Censorship has been always been a tough topic especially when it deals with the books in school. Robert Foley, author of “The Community’s Role in Dealing with Censorship, Educational Leadership; Jan 1983, Vol. 40 Issue 4.” misleads his readers with the title. The author does not provide enough evidence to support his claim.
The title of an article is very important because it provides readers with a sort of sneak peak at the intended contents. The title is as important as the contents of the article are. The author failed tremendously in that aspect. Most readers will look at a title of an article before they even decide to read its contents. The title “The Community’s Role in Dealing with Censorship” is very strong, but the contents do not have anything to do with the title. It is very misleading ant the author should consider changing it.
Robert Foley’s central claim is that.” Educators responses to complaints about books should be better and that the process should rely on due process, the basis for our judicial system.” An article’s central claim is the author’s argument. It should be clearly stated and accompanied by several supporting facts.
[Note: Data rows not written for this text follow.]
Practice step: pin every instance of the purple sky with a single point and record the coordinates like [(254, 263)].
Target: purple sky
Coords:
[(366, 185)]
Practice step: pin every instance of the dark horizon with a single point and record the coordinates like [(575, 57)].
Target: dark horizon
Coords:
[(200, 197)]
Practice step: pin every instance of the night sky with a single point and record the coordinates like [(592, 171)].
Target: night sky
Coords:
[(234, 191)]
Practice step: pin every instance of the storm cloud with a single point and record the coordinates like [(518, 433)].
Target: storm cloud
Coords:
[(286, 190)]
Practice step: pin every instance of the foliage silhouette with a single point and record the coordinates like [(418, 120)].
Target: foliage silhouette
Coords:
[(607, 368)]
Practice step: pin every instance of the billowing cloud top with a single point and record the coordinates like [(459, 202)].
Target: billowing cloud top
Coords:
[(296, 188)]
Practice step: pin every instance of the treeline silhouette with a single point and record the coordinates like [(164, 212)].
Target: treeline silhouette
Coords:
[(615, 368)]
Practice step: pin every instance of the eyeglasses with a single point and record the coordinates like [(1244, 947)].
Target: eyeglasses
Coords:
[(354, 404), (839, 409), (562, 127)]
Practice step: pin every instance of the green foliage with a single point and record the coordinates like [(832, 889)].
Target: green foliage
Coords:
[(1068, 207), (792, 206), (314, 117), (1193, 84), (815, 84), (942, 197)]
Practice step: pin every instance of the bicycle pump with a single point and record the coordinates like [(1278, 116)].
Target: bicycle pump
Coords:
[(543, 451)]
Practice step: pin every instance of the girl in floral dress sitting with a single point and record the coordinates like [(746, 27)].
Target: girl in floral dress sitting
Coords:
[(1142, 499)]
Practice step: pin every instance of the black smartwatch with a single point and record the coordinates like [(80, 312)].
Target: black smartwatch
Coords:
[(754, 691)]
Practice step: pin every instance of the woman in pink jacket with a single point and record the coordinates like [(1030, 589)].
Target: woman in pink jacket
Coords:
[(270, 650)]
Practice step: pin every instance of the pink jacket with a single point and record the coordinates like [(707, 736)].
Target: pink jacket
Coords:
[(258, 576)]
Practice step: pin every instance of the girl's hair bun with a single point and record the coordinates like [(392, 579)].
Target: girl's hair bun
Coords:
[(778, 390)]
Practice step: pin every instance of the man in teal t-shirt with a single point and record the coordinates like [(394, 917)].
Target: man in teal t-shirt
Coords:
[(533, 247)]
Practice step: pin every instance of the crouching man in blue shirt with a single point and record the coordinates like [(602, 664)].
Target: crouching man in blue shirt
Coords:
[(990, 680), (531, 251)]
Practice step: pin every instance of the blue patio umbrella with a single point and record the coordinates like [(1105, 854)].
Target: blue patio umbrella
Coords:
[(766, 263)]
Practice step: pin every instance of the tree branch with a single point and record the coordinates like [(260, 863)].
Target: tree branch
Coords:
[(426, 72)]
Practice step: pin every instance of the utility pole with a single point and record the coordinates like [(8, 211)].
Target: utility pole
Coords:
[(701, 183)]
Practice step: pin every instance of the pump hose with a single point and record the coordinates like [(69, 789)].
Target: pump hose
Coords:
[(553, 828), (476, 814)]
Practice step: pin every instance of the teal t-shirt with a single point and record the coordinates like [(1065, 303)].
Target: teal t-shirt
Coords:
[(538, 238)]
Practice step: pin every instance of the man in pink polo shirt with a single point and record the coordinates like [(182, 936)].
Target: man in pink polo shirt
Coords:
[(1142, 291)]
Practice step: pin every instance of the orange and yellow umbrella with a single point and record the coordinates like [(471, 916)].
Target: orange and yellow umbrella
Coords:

Mr. Foley provides supporting facts, but not enough to convince the reader that the claim is legitimate. Some authors may elect to sort of hide their central claim while others put it up front to catch the reader’s attention. The placement of the central claim in the article is very important; not clearly stating or placing it late can give readers the impression that the author does not feel very strong about his or her claim. Foley placed it correctly, but it was not clearly stated.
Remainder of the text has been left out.